Haigh has every excuse to get misty-eyed about the balmy summer of 1990. Just out of her teens and fresh from backpacking in Morocco, she found herself in the studio with Terry Farley, Pete Heller, Hugo Nicolson and Andrew Weatherall, of the Boy’s Own party crew, adding her fierce Siouxsie-ish vocal to the Bocca Juniors track Raise. Now 30 years old, Raise was a pinnacle of an indie-dance hybrid, one that soundtracked Bacchanalian scenes with its mischievous defiance, rave optimism and punk sass.

Across Britain, dozens of bands from newcomers to old lags were getting remixers in, absorbing the acid house of the previous two summers of love. Gigs became all-night raves. England surged ahead in the Italia 90 World Cup, soundtracked by New Order’s E For England (as World in Motion was originally and flagrantly titled). Pop Will Eat Itself, Jesus Jones, the Shamen, and any number of pilled-up geezers, scallies and urchins such as Flowered Up were crashing guitars and samplers together in the studio. Even the Cure got funky with 1990’s requisite Paul Oakenfold remix of Close to Me.

Others are a little less starry-eyed, though. Of the Happy Mondays’ era-defining Glastonbury triumph in 1990, frontman Shaun Ryder says: “I only remember the sex and drugs. I had a bird in me hotel. I’d see her, then I’d go back and sit in the luggage compartment of the tourbus with my smackhead buddies doing gear. The intro to our set was so long because they had to drag me out of the boot of the bus.” And of the Stone Roses’ most fabled gig, the writer Jane Bussman says: “Spike Island was a bit shit. Not anyone’s fault, mind. Everyone desperately wanted it to be Woodstock, anarchy, freedom, joy. But it was on a pile of scorching concrete in a silage swamp.”

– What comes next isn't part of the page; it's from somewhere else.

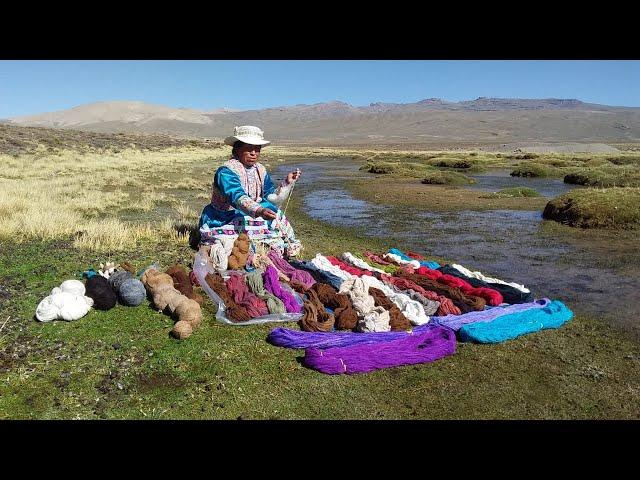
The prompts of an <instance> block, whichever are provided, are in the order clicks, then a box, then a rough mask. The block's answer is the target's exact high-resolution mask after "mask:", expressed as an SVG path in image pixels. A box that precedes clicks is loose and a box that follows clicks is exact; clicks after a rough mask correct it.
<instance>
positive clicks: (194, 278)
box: [189, 270, 200, 287]
mask: <svg viewBox="0 0 640 480" xmlns="http://www.w3.org/2000/svg"><path fill="white" fill-rule="evenodd" d="M189 281H190V282H191V285H193V286H194V287H199V286H200V282H199V281H198V277H196V272H194V271H193V270H191V271H190V272H189Z"/></svg>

The seeds of indie-dance were planted in the preceding acid house years. “Indie-dance is what I was doing all along,” says Paul Oakenfold. “We had two clubs from 1988. Spectrum was acid house, Future was indie-dance. I used to play the Clash, Thrashing Doves, Woodentops, a bit of hip-hop, some Bob Marley.” He cites the sound’s early proponents as “me, Nancy Noise, then Boy’s Own – Weatherall and Farley doing their own thing”.